The office has also pointed to problems mentioned by the private sector. The GPS has chaired several working tables in the construction, infrastructure, mining and energy sectors to identify their problems.

Mirco Hilgers, partner at law-firm Baker Mackenzie, told BNamericas that he believed the new GPS office will have an important communicational role. He explained that today the information on investment projects is not logged in a public registry, but it directly enters the environmental evaluation system, SEIA.

"As a tool it is very useful because it's good to know what projects are currently in the pipeline, which projects are suspended, if they're operating, and what their economic dimensions are," said Hilgers.

The lawyer also applauded the creation of the office because he believes it will resemble a 'lobbying' office that speeds up investment projects.

"These tools are expected to be useful and are effectively a point of contact between the investor and the government and the government can, within the legal framework, speed up the projects," said Hilgers.

THE MINING SECTOR

The mining ministry has also made an effort to identify bottlenecks in the sector.
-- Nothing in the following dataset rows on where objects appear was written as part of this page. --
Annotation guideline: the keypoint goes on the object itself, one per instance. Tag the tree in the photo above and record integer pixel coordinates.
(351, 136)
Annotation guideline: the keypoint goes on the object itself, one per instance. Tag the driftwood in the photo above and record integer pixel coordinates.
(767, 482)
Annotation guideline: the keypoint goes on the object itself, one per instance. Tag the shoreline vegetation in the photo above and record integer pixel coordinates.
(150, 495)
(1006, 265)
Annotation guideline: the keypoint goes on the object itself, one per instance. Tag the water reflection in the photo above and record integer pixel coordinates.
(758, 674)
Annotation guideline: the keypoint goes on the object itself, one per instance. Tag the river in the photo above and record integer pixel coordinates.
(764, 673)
Through the new sustainable development unit, mining minister Baldo Prokurica traveled to the Antofagasta and Atacama northern regions and conducted roundtables with mining companies and environmental evaluators to identify the main problems in obtaining a permits.

In the Atacama region there are 31 projects that have had environmental permits granted by the SEA, but which have not started construction. In August, the minister led a pro-investment technical roundtable with Corproa, the promotion agency for the Atacama region, and listened to the opinions of regional authorities, service directors and the managers or owners of mining companies whose projects are undergoing permitting.
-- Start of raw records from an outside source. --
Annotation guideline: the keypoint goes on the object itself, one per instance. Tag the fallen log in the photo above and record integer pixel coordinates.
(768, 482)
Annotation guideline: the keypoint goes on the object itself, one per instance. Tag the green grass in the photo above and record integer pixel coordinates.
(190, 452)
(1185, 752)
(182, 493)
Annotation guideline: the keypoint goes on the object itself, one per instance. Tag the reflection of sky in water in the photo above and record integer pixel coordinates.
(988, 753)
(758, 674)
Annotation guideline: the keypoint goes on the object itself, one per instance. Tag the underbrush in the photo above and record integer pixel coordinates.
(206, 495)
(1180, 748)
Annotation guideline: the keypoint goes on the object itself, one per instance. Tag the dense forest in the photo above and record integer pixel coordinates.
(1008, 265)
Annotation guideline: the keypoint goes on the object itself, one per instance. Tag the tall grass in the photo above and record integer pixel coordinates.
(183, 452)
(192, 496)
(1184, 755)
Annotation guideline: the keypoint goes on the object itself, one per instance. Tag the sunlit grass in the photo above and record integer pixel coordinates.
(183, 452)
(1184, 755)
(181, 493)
Meanwhile, the Antofagasta region has 34 mining projects which have environmental approval, with equivalent capex of US$12.4bn

In November, Prokurica led talks with the Antofagasta industrial association (AIA) and the different institutions to identify the various obstacles that mining projects are facing.
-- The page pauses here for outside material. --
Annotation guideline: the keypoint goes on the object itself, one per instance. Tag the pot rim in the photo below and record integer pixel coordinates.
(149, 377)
"We're doing this exercise in the mining regions, in order to determine why projects that have an environmental permit haven't been executed... We want to help put the authorities in contact with the companies that are processing their permits so that they can be executed as soon as possible, always respecting the current legislation, of course," said Prokurica.

These roundtables will be replicated in other mining regions.

Another measure announced by Piñera's government aimed at speeding up mining projects is to maintain a constant update of the registry of mining concessions in Sernageomin, using the state's official mining bulletin.

The main objective of this is to keep investors informed in a timely and transparent way about the mining concessions available.

"The information in the Sernageomin is very outdated. It's a trap for investment because investors have to talk to an expert who explains to them how to seek updated information and they have to pay for this updated information," Hilgers said.

Every time a new mining concession is granted, it's not immediately registered by Sernageomin, but there are private companies whose work is to collect this information, systemize it and register it in software, and they later charge for this information, Hilgers said.

"This is a long-awaited reform... One of the main obstacles to investment is that this information isn't open and it's not easy to access," said Hilgers.

Investment growth is the cornerstone of Sebastián Piñera's government. From March to August, eight projects received environmental approval and three have begun construction, Obach announced, adding that the GPS office has contributed to this success, while over the next year another four projects with an estimated total capex of US$1bn are likely to enter the SEA. "We believe that dynamism is already taking place in the sector," he said.